Editor's Insight

Cyber risk - increasing survivability? By Mark Bailey, Partner at Speechly Bircham

Cyber risk is now a board level responsibility¹. The benefits of a cyber risk strategy to a business should be clear. Adopting a risk management approach to cyber security can result in significant benefits for an organisation:

• strategic - risk identification and evaluation;


• financial -  in particular reduced losses from cyber threats; and 


• operational - including adequate contingency plans to deal with cyber threat.

The directors set the culture of a business. UK and EU legislation and regulation however also compel boards to be responsible for direct supervision of the business' conduct and reputation. Other examples include:

• Bribery and corruption: in particular following the advent of the Bribery Act 2010;


• Data protection: the new data protection regulation is likely to come into force in 2016 and will place explicit duties on the data protection officer, who must be associated with the board;


• Community and environment: the Companies Act 2006 requires directors to have regard to the community and environment (section 172(1)(b)).

Cyber security is a complex issue. To illustrate the complexity by analogy, a tank requires in its design a detailed evaluation against specific threats that it may encounter in the field of: (a) mobility (speed); (b) weight (armour); (c) firepower (weaponry). A balance of all three elements is required: without speed it will be destroyed, without armour it will be destroyed, without firepower it will be destroyed. The proper balance in the field against the threats it encounters results in increased survivability for tank and crew. Cyber security also has three corners:

• Physical security - protection of the assets, data centre networks and communications;


• People - personnel reliability;


• Data security - protection of data, which is the life blood of any business, including encryption and storage. 

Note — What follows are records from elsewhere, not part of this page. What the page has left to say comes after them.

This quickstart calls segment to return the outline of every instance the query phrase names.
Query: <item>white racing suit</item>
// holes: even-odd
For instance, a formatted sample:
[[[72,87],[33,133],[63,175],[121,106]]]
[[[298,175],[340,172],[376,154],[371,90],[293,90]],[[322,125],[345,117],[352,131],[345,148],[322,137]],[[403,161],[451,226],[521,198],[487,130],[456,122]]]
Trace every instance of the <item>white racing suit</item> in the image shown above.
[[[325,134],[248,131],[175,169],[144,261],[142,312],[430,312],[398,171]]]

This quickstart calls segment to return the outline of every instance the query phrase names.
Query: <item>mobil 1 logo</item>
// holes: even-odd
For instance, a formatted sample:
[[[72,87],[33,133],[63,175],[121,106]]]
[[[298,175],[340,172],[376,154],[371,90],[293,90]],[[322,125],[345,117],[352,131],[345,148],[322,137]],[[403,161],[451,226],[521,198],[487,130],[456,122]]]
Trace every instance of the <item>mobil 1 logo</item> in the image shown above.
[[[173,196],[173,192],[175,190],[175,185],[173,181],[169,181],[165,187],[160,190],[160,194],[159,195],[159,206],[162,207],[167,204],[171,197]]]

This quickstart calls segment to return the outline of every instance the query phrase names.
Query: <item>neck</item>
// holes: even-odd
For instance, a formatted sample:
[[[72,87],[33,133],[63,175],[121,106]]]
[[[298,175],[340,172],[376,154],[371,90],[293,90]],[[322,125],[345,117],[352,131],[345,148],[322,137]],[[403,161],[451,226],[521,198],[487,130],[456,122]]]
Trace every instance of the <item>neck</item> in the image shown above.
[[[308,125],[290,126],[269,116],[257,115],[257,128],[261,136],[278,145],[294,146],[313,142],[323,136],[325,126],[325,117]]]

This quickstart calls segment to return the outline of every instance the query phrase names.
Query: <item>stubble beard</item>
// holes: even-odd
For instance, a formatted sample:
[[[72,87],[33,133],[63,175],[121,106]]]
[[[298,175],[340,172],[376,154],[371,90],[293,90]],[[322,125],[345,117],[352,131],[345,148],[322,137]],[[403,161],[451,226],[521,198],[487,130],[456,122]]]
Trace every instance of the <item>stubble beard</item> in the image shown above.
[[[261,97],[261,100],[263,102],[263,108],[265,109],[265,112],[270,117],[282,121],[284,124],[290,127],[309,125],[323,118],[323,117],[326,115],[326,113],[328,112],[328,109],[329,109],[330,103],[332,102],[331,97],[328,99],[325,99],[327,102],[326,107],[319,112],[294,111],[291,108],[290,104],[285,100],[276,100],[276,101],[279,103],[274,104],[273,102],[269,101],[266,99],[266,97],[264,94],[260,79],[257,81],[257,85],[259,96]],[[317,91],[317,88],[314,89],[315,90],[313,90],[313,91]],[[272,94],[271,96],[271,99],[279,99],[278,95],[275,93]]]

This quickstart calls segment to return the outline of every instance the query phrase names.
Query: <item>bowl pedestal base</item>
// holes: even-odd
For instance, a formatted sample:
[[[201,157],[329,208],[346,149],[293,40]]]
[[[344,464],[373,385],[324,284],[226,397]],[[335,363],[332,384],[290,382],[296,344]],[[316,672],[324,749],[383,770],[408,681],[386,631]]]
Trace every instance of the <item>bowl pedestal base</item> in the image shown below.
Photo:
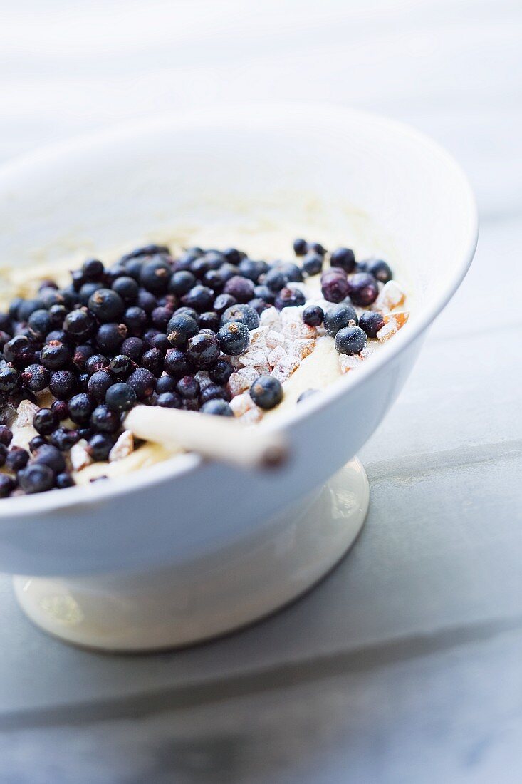
[[[357,459],[319,491],[205,558],[146,573],[13,578],[20,607],[66,642],[137,653],[189,645],[295,599],[346,554],[368,505]]]

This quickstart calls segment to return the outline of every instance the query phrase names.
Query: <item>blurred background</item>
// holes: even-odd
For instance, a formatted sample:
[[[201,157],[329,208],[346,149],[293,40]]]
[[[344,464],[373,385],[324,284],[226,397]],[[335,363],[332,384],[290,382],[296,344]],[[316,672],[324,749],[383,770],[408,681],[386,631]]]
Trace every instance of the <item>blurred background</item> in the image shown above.
[[[8,586],[0,780],[519,782],[521,317],[506,295],[522,284],[520,0],[0,0],[0,162],[200,104],[333,102],[447,147],[475,188],[481,232],[463,286],[361,456],[379,525],[394,514],[412,543],[403,561],[399,534],[368,525],[351,557],[356,595],[375,601],[367,647],[342,601],[343,566],[262,626],[123,663],[41,639]],[[440,455],[415,481],[382,478],[383,450],[400,460],[414,410],[419,442]],[[364,583],[375,552],[410,586],[396,604],[386,570]],[[411,647],[397,641],[403,632]],[[198,662],[201,675],[252,661],[258,670],[242,681],[186,696],[183,673],[194,680]]]
[[[446,144],[483,219],[520,207],[520,0],[4,0],[0,23],[0,159],[201,103],[332,101]]]

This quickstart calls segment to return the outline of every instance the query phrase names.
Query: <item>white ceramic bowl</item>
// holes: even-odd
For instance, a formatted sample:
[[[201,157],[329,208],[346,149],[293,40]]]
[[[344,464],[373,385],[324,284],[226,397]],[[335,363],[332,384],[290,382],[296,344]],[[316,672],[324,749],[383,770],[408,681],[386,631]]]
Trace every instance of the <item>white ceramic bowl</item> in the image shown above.
[[[414,292],[410,321],[357,372],[283,423],[263,423],[288,434],[292,459],[281,470],[246,473],[185,455],[111,481],[2,500],[0,569],[60,575],[182,566],[246,532],[262,536],[274,513],[321,486],[373,433],[477,237],[468,182],[437,144],[399,123],[327,106],[171,115],[0,170],[2,264],[78,247],[103,258],[104,249],[178,225],[234,220],[254,232],[279,222],[299,227],[295,234],[324,221],[339,241],[387,252]]]

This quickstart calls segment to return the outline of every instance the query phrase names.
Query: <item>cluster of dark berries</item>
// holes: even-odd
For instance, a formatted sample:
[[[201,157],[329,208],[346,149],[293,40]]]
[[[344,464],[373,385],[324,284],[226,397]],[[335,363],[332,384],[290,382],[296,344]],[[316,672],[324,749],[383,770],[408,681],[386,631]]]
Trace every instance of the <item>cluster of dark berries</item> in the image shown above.
[[[247,350],[263,310],[304,303],[292,284],[321,271],[324,255],[314,245],[302,266],[269,265],[234,248],[173,258],[151,245],[107,267],[90,259],[64,288],[45,280],[34,299],[14,299],[0,314],[0,496],[70,486],[71,447],[85,439],[106,460],[136,403],[233,416],[227,357]],[[277,405],[276,387],[258,384],[258,405]],[[45,390],[54,401],[34,416],[30,452],[11,446],[13,408]]]
[[[233,416],[230,358],[248,350],[266,308],[303,305],[295,284],[321,273],[327,299],[362,305],[391,278],[385,262],[357,265],[348,249],[334,251],[324,272],[319,243],[296,240],[294,251],[299,263],[268,264],[234,248],[174,258],[150,245],[107,267],[88,260],[64,288],[45,280],[34,299],[14,299],[0,314],[0,497],[71,485],[69,450],[85,439],[91,458],[106,460],[137,403]],[[306,309],[307,323],[322,322],[317,310]],[[30,451],[12,446],[13,408],[45,390],[53,402],[34,416]],[[251,389],[266,409],[282,394],[271,376]]]
[[[296,253],[305,253],[305,258],[310,252],[304,240],[296,240],[294,249]],[[324,324],[335,339],[339,354],[360,354],[368,338],[376,337],[384,326],[384,319],[380,313],[373,310],[364,310],[357,317],[353,305],[360,308],[372,305],[379,295],[379,283],[387,283],[392,277],[386,261],[376,259],[357,263],[352,250],[338,248],[330,256],[330,267],[321,276],[323,296],[334,304],[326,313],[318,305],[306,307],[303,321],[310,327]]]

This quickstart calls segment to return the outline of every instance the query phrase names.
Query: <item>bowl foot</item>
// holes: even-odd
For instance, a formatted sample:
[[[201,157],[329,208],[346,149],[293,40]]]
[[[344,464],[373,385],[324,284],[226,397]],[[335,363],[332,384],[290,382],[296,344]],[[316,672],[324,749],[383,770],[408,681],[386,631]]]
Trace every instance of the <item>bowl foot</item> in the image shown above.
[[[45,631],[112,652],[188,645],[245,626],[321,579],[359,533],[369,500],[357,459],[312,497],[233,546],[144,574],[16,575],[16,598]]]

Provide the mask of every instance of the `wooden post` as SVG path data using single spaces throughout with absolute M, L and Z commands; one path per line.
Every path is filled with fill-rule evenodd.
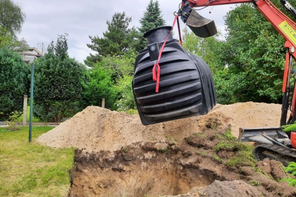
M 105 108 L 105 98 L 103 98 L 102 99 L 102 107 Z
M 23 108 L 23 125 L 27 125 L 27 106 L 28 106 L 28 96 L 24 95 L 24 108 Z

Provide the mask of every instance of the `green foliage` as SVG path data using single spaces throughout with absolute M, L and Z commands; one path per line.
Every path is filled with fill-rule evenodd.
M 117 91 L 111 76 L 107 74 L 107 72 L 100 65 L 87 71 L 85 80 L 82 83 L 83 107 L 101 106 L 102 98 L 105 98 L 105 107 L 113 108 L 117 98 Z
M 50 148 L 36 141 L 52 129 L 33 127 L 29 143 L 28 127 L 18 131 L 0 128 L 0 196 L 67 196 L 74 149 Z
M 292 176 L 296 175 L 296 163 L 292 162 L 291 162 L 288 166 L 285 168 L 285 171 L 286 172 L 288 172 L 291 174 Z M 289 182 L 289 185 L 291 186 L 296 186 L 296 179 L 292 178 L 286 178 L 282 179 L 281 181 L 288 181 Z
M 28 93 L 29 74 L 28 67 L 17 53 L 0 48 L 0 120 L 23 108 L 24 95 Z
M 217 134 L 216 138 L 220 140 L 220 142 L 214 147 L 215 151 L 225 150 L 235 152 L 235 155 L 226 161 L 226 165 L 236 167 L 255 166 L 256 161 L 253 154 L 253 147 L 245 143 L 236 142 L 236 138 L 232 135 L 230 130 L 223 133 Z
M 285 132 L 294 131 L 296 131 L 296 123 L 291 125 L 286 125 L 282 126 L 283 131 Z
M 217 155 L 212 156 L 212 159 L 213 159 L 213 160 L 215 161 L 215 162 L 217 162 L 219 163 L 222 163 L 222 159 L 219 157 L 217 156 Z
M 189 53 L 202 58 L 209 65 L 213 74 L 224 67 L 219 54 L 224 42 L 219 40 L 218 33 L 214 36 L 203 38 L 195 35 L 187 28 L 183 30 L 183 47 Z
M 251 4 L 230 11 L 225 25 L 220 57 L 227 67 L 214 76 L 221 102 L 280 102 L 284 39 Z
M 115 13 L 110 22 L 107 21 L 108 30 L 103 33 L 103 37 L 89 36 L 91 44 L 87 46 L 97 53 L 90 54 L 84 61 L 86 65 L 93 66 L 103 57 L 120 56 L 133 51 L 137 41 L 135 39 L 137 33 L 134 28 L 129 28 L 131 17 L 126 17 L 124 12 Z
M 125 113 L 130 115 L 135 115 L 135 114 L 139 114 L 139 112 L 137 109 L 129 109 L 127 111 L 124 111 Z
M 98 66 L 104 69 L 114 83 L 116 83 L 120 78 L 133 75 L 136 55 L 133 54 L 132 56 L 124 55 L 120 57 L 108 55 L 102 58 L 98 63 Z
M 138 34 L 140 44 L 137 49 L 138 51 L 145 49 L 147 46 L 146 38 L 143 37 L 144 33 L 152 29 L 165 25 L 165 21 L 161 15 L 157 0 L 155 1 L 150 0 L 143 17 L 140 20 L 140 23 L 141 27 L 139 28 Z
M 55 53 L 49 51 L 35 63 L 34 111 L 42 121 L 60 122 L 79 109 L 84 67 L 68 57 L 64 42 L 65 38 L 59 36 Z M 59 47 L 64 48 L 57 50 Z
M 29 101 L 28 101 L 28 102 L 30 103 L 30 102 Z M 18 118 L 17 122 L 22 122 L 23 120 L 23 116 L 21 116 L 19 117 L 19 118 Z M 27 106 L 26 120 L 27 120 L 27 122 L 29 122 L 30 121 L 30 105 Z M 38 118 L 33 116 L 33 123 L 37 123 L 38 122 L 40 122 L 40 120 L 39 120 L 39 119 Z
M 0 48 L 4 47 L 21 51 L 28 48 L 29 45 L 24 39 L 19 40 L 15 35 L 9 33 L 6 29 L 0 26 Z
M 283 10 L 279 1 L 272 1 Z M 291 3 L 296 6 L 296 1 Z M 183 38 L 185 50 L 209 65 L 218 102 L 280 103 L 284 39 L 253 4 L 235 7 L 225 20 L 225 41 L 219 40 L 219 35 L 199 38 L 186 29 Z
M 260 186 L 261 185 L 261 183 L 256 181 L 250 181 L 249 183 L 253 186 Z
M 21 32 L 25 17 L 19 5 L 11 0 L 0 0 L 0 26 L 10 33 L 15 34 Z
M 6 124 L 8 126 L 7 130 L 9 131 L 16 131 L 18 130 L 16 126 L 18 118 L 22 115 L 22 112 L 14 111 L 9 116 L 8 121 L 6 121 Z
M 116 105 L 118 111 L 127 111 L 130 109 L 136 109 L 137 108 L 132 88 L 132 76 L 125 75 L 117 81 L 116 88 L 119 96 Z

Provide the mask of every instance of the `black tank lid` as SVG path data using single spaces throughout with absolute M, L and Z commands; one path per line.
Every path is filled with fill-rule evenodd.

The chances of survivability for the business are greatly increased if the board can oversee and manage these issues with adequate information. The risks may be different for an online business compared with a more bricks and mortar business, but a similar armoury of weaponry may need to be engaged. Online deals site Living Social is only one of the latest companies to be compromised². Potentially 50 million accounts were affected by this breach, resulting in names, email addresses, passwords and dates of birth being compromised. In this situation credit card information does not appear to have been assessed, but the breach may well trigger compulsory notifications to data protection authorities and law enforcement officials together with an expensive customer communications programme. Current estimates of the cost of data breaches tend to result in the average cost of a stolen record being somewhere between £71 and £79³. So how can lawyers promote survivability for a business? Lawyers need to be engaged in these debates at the highest level to improve governance and contract control:

• Information security is a technology issue for IT and system designers, but it also needs well integrated processes and policies to back these up, particularly in relation to the human aspects of data of information security where as much as 40% of recent cyber attacks have resulted from malicious insiders (see Ponemon survey).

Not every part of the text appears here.